Help with routing from the opnsense firewall itself?

Started by surfrock66, March 18, 2024, 06:35:17 PM

Previous topic - Next topic
I've been going through a network transition as part of a learning journey and am having an issue I can't seem to solve.  High level, I have a 10.*.*.* network with a bunch of /16 VLANS and I just put in a new Layer3 switch that acts as the gateway for each VLAN.  The /16 is a legacy thing from a previous configuration, and 10.*.1.254 is the gateway on each VLAN.  The L3 switch has a default 0.0.0.0/0 route pointing to the opnsense box, which is 10.99.1.40.  99 is my networking device vlan.  Opnsense is 24.1.2 running on a standalone box with 4 NICS, one going to my comcast gateway and 2 others are a LACP LAGG to the L3 switch (a trunk carrying VLANS 99 and 6, 6 being my wireguard network which is not currently set up).  I have a DHCP and DNS server on the LAN, on the 2 VLAN, and there is an IP helper on each vlan for it.  Everything there is working fine.

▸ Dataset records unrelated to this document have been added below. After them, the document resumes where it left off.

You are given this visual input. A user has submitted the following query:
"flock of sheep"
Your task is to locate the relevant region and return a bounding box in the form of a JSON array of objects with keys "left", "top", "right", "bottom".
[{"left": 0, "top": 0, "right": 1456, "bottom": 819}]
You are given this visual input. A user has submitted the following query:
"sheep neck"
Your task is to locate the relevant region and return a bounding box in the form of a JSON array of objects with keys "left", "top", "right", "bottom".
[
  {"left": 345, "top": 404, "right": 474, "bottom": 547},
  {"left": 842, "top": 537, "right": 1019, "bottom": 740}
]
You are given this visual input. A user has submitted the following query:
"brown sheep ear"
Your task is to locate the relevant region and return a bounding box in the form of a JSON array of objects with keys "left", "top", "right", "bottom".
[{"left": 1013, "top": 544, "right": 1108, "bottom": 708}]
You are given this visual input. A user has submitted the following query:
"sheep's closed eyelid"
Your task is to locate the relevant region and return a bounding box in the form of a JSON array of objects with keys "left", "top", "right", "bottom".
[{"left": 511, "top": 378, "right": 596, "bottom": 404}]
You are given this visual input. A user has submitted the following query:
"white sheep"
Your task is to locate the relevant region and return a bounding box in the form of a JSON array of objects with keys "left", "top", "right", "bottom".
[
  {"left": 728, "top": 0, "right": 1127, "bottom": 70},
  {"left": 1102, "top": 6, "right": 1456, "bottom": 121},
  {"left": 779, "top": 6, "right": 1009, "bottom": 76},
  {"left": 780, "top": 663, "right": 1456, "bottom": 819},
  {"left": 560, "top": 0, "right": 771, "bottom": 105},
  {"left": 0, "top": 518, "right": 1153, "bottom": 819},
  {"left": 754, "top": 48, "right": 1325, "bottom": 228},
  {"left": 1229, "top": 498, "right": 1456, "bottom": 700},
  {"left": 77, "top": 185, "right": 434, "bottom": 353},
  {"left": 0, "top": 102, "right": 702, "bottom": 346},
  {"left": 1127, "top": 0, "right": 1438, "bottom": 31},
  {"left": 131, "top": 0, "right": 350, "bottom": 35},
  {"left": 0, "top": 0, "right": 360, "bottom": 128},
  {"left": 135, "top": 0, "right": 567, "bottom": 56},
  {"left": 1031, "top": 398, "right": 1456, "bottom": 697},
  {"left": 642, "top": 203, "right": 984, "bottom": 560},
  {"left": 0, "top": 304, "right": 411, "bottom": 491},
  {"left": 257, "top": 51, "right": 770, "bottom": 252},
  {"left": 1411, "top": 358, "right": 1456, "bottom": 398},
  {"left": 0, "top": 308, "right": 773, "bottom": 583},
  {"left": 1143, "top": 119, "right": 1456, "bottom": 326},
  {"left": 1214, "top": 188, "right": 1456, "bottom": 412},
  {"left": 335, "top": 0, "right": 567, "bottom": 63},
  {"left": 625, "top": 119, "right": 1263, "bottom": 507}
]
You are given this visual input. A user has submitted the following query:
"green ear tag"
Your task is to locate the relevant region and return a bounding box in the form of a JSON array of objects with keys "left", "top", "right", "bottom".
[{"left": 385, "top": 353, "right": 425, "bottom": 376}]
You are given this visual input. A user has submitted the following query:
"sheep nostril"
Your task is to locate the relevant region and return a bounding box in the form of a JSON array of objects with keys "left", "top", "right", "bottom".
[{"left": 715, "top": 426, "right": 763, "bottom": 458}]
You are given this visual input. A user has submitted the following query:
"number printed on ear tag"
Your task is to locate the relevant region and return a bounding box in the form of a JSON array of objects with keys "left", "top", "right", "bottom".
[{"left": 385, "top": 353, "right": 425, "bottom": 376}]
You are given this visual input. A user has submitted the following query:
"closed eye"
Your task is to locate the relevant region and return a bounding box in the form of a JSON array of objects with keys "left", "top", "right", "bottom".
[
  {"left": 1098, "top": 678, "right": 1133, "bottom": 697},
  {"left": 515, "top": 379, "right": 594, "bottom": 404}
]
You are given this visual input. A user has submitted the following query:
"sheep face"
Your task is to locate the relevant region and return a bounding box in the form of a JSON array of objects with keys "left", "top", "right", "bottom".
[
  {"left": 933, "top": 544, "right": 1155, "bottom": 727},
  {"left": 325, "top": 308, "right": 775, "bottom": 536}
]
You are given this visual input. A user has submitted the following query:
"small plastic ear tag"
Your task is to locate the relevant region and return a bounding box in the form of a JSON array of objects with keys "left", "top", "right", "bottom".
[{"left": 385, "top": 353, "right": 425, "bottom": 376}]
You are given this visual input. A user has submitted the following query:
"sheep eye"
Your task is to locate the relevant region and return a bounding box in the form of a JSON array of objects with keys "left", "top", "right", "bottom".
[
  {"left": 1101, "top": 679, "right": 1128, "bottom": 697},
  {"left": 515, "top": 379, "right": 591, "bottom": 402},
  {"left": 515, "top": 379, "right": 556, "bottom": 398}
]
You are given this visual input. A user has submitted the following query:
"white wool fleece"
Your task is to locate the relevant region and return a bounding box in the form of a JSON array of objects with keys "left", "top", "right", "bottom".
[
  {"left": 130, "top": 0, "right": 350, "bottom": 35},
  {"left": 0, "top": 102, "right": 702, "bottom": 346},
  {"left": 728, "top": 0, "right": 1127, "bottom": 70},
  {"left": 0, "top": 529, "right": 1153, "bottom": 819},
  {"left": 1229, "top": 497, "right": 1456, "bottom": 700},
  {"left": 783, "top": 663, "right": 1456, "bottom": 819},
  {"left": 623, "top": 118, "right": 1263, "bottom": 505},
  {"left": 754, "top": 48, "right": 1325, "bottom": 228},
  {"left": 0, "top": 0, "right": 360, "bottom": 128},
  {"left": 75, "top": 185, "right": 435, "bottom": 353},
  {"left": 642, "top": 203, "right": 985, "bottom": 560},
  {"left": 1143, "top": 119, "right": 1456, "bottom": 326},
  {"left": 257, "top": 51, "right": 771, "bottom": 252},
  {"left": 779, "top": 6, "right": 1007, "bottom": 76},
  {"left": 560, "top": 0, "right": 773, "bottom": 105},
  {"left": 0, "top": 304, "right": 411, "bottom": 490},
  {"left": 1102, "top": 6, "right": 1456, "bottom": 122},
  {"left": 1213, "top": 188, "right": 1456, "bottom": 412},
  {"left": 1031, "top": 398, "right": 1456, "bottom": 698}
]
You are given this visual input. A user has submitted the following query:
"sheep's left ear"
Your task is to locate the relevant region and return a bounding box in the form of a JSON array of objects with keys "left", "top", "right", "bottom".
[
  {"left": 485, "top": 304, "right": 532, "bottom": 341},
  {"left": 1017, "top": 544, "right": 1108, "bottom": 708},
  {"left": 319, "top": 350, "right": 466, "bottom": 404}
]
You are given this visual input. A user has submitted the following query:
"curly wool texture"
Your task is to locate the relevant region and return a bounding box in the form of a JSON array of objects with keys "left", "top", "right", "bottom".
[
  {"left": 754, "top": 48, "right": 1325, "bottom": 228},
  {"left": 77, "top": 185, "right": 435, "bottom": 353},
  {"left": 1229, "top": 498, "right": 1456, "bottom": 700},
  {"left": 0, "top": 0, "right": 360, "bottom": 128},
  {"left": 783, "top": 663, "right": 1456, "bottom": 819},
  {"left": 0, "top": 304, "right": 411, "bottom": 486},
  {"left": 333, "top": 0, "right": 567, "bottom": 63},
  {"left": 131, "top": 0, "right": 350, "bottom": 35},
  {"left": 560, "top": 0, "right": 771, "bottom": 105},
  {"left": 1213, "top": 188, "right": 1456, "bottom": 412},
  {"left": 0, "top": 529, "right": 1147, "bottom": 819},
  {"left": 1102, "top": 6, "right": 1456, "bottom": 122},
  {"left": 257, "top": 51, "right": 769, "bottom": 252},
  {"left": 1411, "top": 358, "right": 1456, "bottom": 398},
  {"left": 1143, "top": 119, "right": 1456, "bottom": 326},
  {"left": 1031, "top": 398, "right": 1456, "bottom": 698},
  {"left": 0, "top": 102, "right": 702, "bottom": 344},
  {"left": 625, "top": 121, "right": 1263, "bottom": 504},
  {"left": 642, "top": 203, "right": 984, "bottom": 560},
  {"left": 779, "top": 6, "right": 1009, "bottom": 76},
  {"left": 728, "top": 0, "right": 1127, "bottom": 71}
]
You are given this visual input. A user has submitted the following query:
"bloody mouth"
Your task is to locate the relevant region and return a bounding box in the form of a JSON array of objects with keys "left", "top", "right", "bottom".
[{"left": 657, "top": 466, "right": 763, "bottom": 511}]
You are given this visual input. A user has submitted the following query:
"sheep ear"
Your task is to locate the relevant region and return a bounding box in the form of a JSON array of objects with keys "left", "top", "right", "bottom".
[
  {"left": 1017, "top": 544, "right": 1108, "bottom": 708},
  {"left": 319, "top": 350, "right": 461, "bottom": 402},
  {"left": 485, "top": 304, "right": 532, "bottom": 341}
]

Each of my other vlans has been defined as an alias in opnsense, and I have a NAT rule permitting traffic.  At this time, all clients on the LAN have internet access, and from the WAN my port forward rules are working.  Almost everything appears to be working.

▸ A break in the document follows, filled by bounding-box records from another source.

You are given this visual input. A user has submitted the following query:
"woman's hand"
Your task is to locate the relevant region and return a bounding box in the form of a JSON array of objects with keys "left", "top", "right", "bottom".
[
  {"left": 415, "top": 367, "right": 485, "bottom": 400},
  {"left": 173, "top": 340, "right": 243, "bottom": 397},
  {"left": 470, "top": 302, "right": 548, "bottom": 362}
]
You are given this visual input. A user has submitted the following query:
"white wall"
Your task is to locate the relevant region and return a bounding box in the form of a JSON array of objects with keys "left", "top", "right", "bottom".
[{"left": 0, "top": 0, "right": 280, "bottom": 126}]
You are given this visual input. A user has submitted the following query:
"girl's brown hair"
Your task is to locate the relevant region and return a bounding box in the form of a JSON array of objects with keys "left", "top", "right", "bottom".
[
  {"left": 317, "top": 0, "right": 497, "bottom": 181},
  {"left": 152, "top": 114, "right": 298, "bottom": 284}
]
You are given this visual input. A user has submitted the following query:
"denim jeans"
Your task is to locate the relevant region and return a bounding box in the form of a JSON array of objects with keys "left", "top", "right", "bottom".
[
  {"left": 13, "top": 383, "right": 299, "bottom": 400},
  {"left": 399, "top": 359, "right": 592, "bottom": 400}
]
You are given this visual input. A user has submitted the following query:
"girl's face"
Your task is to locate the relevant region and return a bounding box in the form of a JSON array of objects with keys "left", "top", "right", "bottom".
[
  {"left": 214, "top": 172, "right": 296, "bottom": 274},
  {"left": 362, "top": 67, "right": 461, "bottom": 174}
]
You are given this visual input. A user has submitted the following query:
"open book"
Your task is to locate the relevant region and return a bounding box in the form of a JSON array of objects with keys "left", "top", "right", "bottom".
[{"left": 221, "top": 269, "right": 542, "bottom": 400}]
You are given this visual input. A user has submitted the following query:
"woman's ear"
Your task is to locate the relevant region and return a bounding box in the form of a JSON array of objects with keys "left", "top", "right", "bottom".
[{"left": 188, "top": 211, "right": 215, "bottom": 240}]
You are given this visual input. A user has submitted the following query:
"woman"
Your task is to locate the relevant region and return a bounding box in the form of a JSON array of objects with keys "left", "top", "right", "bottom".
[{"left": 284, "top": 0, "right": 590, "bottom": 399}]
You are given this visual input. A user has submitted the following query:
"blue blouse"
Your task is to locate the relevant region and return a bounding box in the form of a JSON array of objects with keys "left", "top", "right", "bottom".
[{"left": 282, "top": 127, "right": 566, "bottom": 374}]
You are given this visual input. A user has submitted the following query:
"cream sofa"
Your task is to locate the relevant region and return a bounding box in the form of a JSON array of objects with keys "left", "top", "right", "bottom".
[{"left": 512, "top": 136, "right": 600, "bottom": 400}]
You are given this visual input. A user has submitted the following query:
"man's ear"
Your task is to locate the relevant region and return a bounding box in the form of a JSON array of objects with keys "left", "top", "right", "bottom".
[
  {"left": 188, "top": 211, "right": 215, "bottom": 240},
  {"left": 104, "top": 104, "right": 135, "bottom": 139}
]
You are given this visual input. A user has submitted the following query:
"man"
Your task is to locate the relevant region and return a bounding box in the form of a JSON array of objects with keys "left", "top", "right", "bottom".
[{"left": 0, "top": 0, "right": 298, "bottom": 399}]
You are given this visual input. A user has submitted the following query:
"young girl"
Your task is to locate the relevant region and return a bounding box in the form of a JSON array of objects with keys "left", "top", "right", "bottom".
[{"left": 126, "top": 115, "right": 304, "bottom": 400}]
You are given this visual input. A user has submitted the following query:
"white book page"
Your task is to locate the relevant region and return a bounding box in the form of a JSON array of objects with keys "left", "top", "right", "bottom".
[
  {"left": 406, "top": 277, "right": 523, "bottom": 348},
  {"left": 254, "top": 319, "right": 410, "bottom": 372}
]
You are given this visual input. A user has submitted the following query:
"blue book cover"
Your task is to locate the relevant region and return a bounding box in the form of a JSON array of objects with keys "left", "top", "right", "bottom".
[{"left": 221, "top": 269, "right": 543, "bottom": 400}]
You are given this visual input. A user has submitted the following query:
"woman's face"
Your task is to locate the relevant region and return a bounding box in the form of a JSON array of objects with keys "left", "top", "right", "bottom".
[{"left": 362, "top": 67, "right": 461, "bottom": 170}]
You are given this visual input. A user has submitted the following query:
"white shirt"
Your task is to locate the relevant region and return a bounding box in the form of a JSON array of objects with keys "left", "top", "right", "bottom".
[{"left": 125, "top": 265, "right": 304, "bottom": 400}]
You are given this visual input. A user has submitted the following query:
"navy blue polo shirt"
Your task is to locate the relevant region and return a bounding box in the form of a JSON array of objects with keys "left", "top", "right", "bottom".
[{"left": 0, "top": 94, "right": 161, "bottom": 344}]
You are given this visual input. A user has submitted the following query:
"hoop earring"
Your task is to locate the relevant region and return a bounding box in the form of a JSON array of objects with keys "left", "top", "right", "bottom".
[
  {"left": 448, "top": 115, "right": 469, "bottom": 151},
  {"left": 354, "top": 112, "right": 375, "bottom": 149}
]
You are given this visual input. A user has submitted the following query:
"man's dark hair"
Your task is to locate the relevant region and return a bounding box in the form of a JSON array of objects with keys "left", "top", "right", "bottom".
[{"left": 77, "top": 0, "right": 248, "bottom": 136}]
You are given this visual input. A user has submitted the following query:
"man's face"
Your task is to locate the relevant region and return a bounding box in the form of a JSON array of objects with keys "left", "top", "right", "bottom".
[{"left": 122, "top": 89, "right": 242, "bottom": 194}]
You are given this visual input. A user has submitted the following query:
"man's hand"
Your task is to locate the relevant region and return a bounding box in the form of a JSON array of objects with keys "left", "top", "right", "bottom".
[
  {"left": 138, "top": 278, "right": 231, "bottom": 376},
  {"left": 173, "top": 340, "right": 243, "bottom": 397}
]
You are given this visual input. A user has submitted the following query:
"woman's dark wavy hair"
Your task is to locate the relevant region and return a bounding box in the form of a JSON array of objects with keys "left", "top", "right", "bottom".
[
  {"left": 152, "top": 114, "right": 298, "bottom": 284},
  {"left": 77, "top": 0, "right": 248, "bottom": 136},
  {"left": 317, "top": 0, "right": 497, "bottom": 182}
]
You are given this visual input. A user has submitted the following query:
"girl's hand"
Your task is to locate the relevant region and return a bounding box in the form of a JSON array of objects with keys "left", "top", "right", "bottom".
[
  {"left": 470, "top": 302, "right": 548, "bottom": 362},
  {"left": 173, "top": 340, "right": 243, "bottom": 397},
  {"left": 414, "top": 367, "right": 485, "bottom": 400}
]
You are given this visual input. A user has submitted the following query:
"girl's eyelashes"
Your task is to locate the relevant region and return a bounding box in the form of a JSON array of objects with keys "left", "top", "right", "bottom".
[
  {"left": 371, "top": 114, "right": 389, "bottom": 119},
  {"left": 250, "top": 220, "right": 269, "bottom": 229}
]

...With the exception of the firewall itself.  It can ping the WAN, but cannot ping anything on the LAN on any VLAN (including the 99 which is the VLAN it's on, or other VLANS).  Actually, I can ssh into the box from a client on the 4 vlan, get in fine, then can't ping back to the client I'm connected from.  One additional thing, when I assign IP addresses I have to set a default gateway for the LAN network and tag it as an upstream gateway...this didn't make sense to me, but if I didn't do that all LAN clients lose internet access.  That LAN_GW gateway is 255 priority but is tagged as upstream, where the WAN_GW is priority 254.  I was thinking it was a static route thing, so I defined static routes for all my VLANS to go through the LAN_GW gateway but that didn't change anything.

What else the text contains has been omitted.